Making matters worse was the absence of any written or visual material which could help a gay kid find some understanding about same sex attraction and sexual urges.  Even if there had been articles or books written, they were not to be found in the school or public libraries in my hometown. 

However, there were a couple of reasonably enlightened experiences when I was in 9th grade and again when I was a senior.  During the second semesters of those years, our school put us on buses and drove us to the county health department where we were separated by gender.  Our all-boy group had a male instructor from the health department who really was quite good as I reflect back on this.  He very patiently explained how our bodies, both male and female, were changing.  He had slides to illustrate those changes.  When he asked if we had questions, no one was brave enough to start the dialog.  Finally, someone broke the ice, and an avalanche of questions ensued.  I recall that the experiences for both years were instructive and positive.  There were no lectures about the dire consequences of venereal diseases (the term used in the 60s) and unwanted pregnancies.  Instead, the instructor gave us the information we requested without all the drama of religious prohibitions about sexual behavior.  However, there very definitely was one element missing:  what about boy-boy or girl-girl sexual behavior?  There was no hint that that was even possible. While I found the classes positive and useful, I was still at a loss for understanding my particular sexual desires/needs.

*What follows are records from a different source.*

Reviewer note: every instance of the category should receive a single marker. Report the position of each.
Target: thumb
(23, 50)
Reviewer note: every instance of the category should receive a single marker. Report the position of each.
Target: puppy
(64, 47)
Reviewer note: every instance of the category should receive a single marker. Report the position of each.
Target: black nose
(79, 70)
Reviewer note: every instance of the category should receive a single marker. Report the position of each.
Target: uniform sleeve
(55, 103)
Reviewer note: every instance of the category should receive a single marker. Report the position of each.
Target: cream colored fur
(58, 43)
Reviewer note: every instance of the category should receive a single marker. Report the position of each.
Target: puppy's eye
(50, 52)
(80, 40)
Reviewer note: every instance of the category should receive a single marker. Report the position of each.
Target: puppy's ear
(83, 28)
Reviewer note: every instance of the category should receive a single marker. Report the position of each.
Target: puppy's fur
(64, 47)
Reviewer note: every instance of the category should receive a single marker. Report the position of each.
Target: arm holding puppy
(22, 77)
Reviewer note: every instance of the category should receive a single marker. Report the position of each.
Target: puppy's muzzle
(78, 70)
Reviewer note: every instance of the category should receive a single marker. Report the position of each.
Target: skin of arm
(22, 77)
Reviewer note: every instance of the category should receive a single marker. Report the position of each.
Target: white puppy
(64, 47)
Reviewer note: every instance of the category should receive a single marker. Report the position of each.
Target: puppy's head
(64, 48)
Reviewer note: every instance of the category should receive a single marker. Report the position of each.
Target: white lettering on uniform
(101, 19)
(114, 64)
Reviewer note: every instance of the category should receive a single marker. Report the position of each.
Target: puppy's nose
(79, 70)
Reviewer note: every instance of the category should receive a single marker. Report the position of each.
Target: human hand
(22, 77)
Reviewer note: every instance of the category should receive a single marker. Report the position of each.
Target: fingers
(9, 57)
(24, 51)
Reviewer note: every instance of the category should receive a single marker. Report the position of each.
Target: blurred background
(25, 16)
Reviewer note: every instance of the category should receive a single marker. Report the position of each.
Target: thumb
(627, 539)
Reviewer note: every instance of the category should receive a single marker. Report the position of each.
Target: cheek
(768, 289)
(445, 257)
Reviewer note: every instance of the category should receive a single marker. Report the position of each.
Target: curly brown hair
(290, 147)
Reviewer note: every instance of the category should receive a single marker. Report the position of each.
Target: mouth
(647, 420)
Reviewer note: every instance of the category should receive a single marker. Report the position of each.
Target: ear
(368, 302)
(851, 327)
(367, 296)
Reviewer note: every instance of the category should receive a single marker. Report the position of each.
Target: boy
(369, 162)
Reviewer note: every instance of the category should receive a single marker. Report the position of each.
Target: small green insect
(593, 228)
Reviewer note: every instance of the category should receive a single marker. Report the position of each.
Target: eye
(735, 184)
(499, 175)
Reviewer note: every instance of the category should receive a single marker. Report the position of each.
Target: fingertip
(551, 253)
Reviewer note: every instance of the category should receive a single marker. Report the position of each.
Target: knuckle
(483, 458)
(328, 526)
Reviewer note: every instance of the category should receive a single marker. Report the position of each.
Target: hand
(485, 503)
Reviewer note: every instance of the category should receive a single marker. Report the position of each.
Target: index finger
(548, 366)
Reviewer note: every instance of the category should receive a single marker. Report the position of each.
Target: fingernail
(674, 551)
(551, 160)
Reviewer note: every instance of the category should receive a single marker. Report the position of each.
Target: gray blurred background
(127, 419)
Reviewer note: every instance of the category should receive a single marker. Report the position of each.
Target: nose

So, there I was, stranded in sexual no-man’s-land with clear and uniformly enforced ideas about what was right and what was wrong sexually speaking, but with absolutely no idea about how to change or even if change was possible.  I was stuck in utter isolation with only the rules of society to guide me.  There was “The Normal,” and everything else was outside that box, making it deviant, undesirable, and probably illegal.  (I’ve always loved Peter Shaffer’s play, “Equus,” because it so eloquently described how we constantly and without question make “sacrifices to the normal.”)

After my experience in Vietnam, I was concerned about the possibilities of PTSD, and there have been a few, which I mostly have overcome.  However, it never occurred to me that growing up as a “deviant” in our culture was the strongest form of PTSD I might ever face.   I’ve never heard that diagnosis applied to those of us who were forced to be invisible throughout our childhood and early adult years.  However, I think it’s an appropriate diagnosis, and the consequences are certainly evident.  I still hesitate and hold my breath a little when I tell someone I’m gay, and I am very selective with whom I share this information.  I still find it difficult to hug another gay man except when behind closed doors.  Holding hands or kissing in public even with my husband is probably never going to happen.  I still find conversations with straight people asking about gay issues slightly uncomfortable, and I look closely to see if they are likewise uncomfortable.  If so, I change the subject.  I hesitate to go to gay themed movies with straight people because it always seems a little awkward and embarrassing.  Secretly, I revel in gay men kissing and hugging, but I find it impossible to celebrate their easy intimacy publicly.  I really hate that I’m like this!  It’s the last vestige of internalized homophobia, and I can’t seem to shake it completely.  Years and decades of being subjected to “The Normal” have shaped my soul.  There is no surgery for this.  Maybe the best I can do is to try every day to pave over the wound, but I still feel its sting. 

And that’s why I voraciously read gay themed books and search out TV shows/movies with gay characters and why I even watch gay porn.  It’s my own personal struggle with “The Normal.” I’m making up for early indoctrination, when I couldn’t even dream of a world like we have today, a world with gay literature, gay movies, and real live gay people, some of whom are on the public stage.  I’m famished, and I aim to eat heartily until the pain of decades lost has been alleviated.  Then, there will be a new “normal,” one of my own invention, not requiring sacrifices.